Pak Chanek has an array $ a $ of $ n $ positive integers. Since he is currently learning how to calculate the floored average of two numbers, he wants to practice it on his array $ a $ . While the array $ a $ has at least two elements, Pak Chanek will perform the following three-step operation: 1. Pick two different indices $ i $ and $ j $ ( $ 1 \leq i, j \leq |a| $ ; $ i \neq j $ ), note that $ |a| $ denotes the current size of the array $ a $ . 2. Append $ \lfloor \frac{a_i+a_j}{2} \rfloor $ $ ^{\text{∗}} $ to the end of the array. 3. Remove elements $ a_i $ and $ a_j $ from the array and concatenate the remaining parts of the array. For example, suppose that $ a=[5,4,3,2,1,1] $ . If we choose $ i=1 $ and $ j=5 $ , the resulting array will be $ a=[4,3,2,1,3] $ . If we choose $ i=4 $ and $ j=3 $ , the resulting array will be $ a=[5,4,1,1,2] $ . After all operations, the array will consist of a single element $ x $ . Find the maximum possible value of $ x $ if Pak Chanek performs the operations optimally. $ ^{\text{∗}} $ $ \lfloor x \rfloor $ denotes the floor function of $ x $ , which is the greatest integer that is less than or equal to $ x $ . For example, $ \lfloor 6 \rfloor = 6 $ , $ \lfloor 2.5 \rfloor=2 $ , $ \lfloor -3.6 \rfloor=-4 $ and $ \lfloor \pi \rfloor=3 $

Each test contains multiple test cases. The first line contains the number of test cases $ t $ ( $ 1 \le t \le 5000 $ ). The description of the test cases follows. The first line of each test case contains a single integer $ n $ ( $ 2 \le n \le 50 $ ) — the length of the array $ a $ . The second line of each test case contains $ n $ integers $ a_1, a_2, \ldots, a_n $ ( $ 1 \le a_i \le 10^9 $ ) — the elements of the array $ a $ . Do note that the sum of $ n $ over all test cases is not bounded.

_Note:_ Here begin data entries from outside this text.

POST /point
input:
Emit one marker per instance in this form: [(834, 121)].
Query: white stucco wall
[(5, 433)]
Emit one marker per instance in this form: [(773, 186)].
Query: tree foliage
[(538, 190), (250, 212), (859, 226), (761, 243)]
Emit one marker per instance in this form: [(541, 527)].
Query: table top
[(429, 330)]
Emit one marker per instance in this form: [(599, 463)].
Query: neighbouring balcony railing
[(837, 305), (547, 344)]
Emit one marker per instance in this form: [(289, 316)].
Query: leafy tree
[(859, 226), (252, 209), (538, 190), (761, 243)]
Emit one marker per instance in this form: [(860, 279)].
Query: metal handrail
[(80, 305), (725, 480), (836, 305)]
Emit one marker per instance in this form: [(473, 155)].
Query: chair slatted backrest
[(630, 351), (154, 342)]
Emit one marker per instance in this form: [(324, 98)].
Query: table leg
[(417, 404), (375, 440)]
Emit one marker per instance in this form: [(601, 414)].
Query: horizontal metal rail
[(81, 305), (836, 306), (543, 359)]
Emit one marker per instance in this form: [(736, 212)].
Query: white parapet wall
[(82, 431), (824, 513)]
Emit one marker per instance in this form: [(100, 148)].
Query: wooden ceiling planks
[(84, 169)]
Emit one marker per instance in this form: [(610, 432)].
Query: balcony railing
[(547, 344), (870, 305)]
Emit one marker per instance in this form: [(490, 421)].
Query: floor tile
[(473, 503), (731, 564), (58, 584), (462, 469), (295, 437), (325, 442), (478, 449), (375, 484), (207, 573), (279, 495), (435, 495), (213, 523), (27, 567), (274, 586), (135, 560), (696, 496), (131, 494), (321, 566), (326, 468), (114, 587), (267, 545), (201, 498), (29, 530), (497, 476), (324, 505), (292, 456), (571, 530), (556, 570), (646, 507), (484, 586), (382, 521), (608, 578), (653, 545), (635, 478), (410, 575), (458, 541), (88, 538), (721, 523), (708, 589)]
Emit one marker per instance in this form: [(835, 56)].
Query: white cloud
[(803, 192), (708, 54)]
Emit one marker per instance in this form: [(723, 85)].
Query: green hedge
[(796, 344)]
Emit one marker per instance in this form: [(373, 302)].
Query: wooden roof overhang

For each test case, output a single integer: the maximum possible value of $ x $ after all numbers have been picked.

In the first test case, the array is initially $ a=[1,7,8,4,5] $ . Pak Chanek will perform the following operations: 1. Pick $ i=1 $ and $ j=2 $ , then $ a=[8,4,5,4] $ . 2. Pick $ i=3 $ and $ j=2 $ , then $ a=[8,4,4] $ . 3. Pick $ i=2 $ and $ j=3 $ , then $ a=[8,4] $ . 4. Pick $ i=1 $ and $ j=2 $ , then $ a=[6] $ . After all the operations, the array consists of a single element $ x=6 $ . It can be proven that there is no series of operations that results in $ x $ greater than $ 6 $ in the end.